Want to achieve better policy outcomes on paid duty policing? Let's be more frank about the costs.


Toronto’s Police Service managers are skilled at hiding potential budget savings behind a wall of paperwork, process and professional jargon. A new City staff report plays into that habit by downplaying just how much one wasteful practice—paid duty—costs the City of Toronto.

Through paid duty, uniformed Toronto Police Association officers have a monopoly on private security work for most street closures, parades, on-street construction sites and other public events. While a 2011 audit [PDF] suggested City Hall has considerable flexibility to curtail paid duty costs, city officials have been deadlocked for years about just how much flexibility provincial law allows to make substantial changes.
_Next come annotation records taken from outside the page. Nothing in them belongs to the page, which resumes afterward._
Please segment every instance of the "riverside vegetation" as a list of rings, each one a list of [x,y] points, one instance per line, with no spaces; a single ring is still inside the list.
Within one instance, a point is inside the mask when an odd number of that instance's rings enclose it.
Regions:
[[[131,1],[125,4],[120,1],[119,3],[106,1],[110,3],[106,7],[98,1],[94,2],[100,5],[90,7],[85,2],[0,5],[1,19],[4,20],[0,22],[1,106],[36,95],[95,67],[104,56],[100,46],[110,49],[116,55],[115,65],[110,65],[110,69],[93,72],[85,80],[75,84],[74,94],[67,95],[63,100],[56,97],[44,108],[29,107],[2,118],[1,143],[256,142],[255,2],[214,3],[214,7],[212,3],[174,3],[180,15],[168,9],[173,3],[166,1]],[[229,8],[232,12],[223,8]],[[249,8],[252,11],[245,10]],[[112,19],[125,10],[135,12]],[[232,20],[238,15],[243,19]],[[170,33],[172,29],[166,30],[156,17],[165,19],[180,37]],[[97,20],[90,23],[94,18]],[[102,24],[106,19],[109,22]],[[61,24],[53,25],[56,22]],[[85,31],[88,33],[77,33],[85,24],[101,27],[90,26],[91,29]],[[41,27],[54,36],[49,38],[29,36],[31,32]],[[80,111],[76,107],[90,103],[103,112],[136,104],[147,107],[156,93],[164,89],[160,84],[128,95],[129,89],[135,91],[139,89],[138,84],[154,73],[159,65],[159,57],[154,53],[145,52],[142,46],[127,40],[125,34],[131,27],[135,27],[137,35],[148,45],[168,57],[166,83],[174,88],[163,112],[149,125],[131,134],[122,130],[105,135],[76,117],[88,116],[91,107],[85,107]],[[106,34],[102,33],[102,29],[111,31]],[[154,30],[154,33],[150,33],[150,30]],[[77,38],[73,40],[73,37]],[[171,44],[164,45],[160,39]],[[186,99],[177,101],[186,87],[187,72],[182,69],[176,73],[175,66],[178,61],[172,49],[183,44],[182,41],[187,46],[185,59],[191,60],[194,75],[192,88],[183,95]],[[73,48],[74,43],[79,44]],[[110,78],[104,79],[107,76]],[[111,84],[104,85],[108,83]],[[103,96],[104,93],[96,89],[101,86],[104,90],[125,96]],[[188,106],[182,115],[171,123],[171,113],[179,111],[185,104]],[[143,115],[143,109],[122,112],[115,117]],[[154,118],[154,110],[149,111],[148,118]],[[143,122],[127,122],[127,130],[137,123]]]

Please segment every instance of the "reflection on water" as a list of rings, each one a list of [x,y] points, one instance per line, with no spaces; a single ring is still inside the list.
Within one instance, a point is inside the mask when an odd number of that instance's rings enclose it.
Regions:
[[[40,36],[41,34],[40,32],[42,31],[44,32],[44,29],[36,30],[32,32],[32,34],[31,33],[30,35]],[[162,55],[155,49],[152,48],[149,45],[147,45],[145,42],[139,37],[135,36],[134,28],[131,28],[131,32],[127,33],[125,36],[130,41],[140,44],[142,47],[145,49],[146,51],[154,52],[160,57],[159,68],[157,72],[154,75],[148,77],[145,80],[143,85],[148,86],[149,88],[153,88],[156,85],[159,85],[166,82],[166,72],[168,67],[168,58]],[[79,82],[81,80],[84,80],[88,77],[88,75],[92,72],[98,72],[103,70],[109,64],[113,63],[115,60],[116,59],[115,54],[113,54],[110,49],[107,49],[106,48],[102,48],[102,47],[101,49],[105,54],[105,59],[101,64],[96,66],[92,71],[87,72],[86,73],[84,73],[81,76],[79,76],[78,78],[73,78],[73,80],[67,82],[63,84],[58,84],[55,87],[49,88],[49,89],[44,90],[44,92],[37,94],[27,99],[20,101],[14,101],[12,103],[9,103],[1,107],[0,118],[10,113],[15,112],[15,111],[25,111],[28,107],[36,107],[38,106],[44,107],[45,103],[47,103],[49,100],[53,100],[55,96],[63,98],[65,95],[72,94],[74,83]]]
So at the request of Council, city staff recently drafted a report asking Queen’s Park to amend its laws accordingly. Executive Committee is scheduled to consider the report today.

The new report states that officers earned $25 million in extra income from paid duty in 2015 and that only $1.25 million of that was spent by City of Toronto departments and agencies. The Police Service recouped another $5 million from paid duty equipment rentals and administrative fees. At first glance, that looks like a win—but only because the staff report sidesteps other ways that paid duty is a big cost to Toronto’s treasury.

First, there’s the cost of paid duty for non-profit special events. The 2016 report reads as if this is someone else’s problem. However, special events have received millions in grants to “cover higher costs” in recent years. One of the biggest cost drivers is the pressure to hire more and more uniformed officers for paid duty. The Police Association has the authority to set paid duty hourly rates, so it’s no surprise that paid duty wage hikes also outpaced inflation since 2004. That helps to explain one conclusion of the 2011 audit, which found that a few officers were even sidestepping regular duties to take advantage of richer paid duty shifts.

But there’s another larger cost beyond special events subsidies. The most frequent and visible use of paid duty is to provide security for on-street construction work.

Paid duty apologists insist that private construction firms pay for police paid duty on their job sites. In reality, private firms working on public jobs—like road repairs, new bike lane construction or waterworks renewal—bill every penny of their costs back to City Hall, just as any contractor would bill you for his or her costs to renovate a house. Those costs include paid duty security. And the budget from which most of these projects is funded is Toronto’s capital budget—the side of the budget that pays for infrastructure. Much of the infrastructure budget is itself financed with bond issues to amortize construction costs over the life of the asset, and longer 20-30 year debts are now typical to take best advantage of low interest rates. Meaning: at least some of the unnecessary cost for paid duty is certain to be funded with borrowed money, with all the accumulated interest that comes with it. Given the financing costs, some paid duty at public construction sites could be north of $120 an hour, all so highly-trained police can make $68 an hour to stare at passersby.

The 2011 audit confirmed that paid duty on publicly-funded job sites cost the City more than direct paid duty spending by departments and agencies. It priced this cost at more than $5m back in 2009, without factoring for any back-end debt financing. However, the 2016 report that’s in front of the Executive Committee today skates past this substantial annual cost without an estimate. In fact, all it says is that “consistently identifying paid duty charges to third parties working on behalf of the City remains a challenge.” That’s it; there’s no hint that those third parties may be charging back millions of dollars every year to the city. Combine this with the subsidy of paid duty through special events and the direct costs to city departments and agencies that actually made it into the report, and it’s plausible that the City may really be the end-buyer of more than a third of that $25m cost.

Remember: paid duty work could be done just as effectively for very fair wages by security contractors, commissionaires or a force of police cadets at a fraction of the price. But there won’t be any urgency to seek more sensible alternatives as long as city staff reports perpetuate the convenient myth that paid duty is someone else’s problem.

As you read this, a task force appointed by the Mayor and the Police Board is working to squeeze out substantial police budget savings for 2017. If we want a better city, we’d better hope they succeed. Inefficient police management practices have done more to divert cash from infrastructure investment than any other factor in Toronto’s budget.

Reforming paid duty is just one of several changes that can stabilize out-of-control police spending without any impact on frontline crime prevention. Other changes could include shrinking the Service’s real estate footprint, reducing shift overlap, outsourcing parking patrols and court security, shrinking and consolidating the sprawling list of special units, increased use of mobile technology and civilianization of administrative and training work.

These cost-saving reforms shouldn’t have a negative impact on crime prevention. On the contrary: several may actually improve frontline police productivity, as they have in cities like New York, San Francisco, Los Angeles, and London. But for change to happen, city officials at every point in the debate have to be more candid about all of the weaknesses in the existing police management model—or else public support for change won’t be there when it’s needed.



Brian F. Kelcey is an urban policy consultant with State of the City Inc. He previously served as a senior political advisor at Queen’s Park, and as budget advisor to the Mayor of Winnipeg.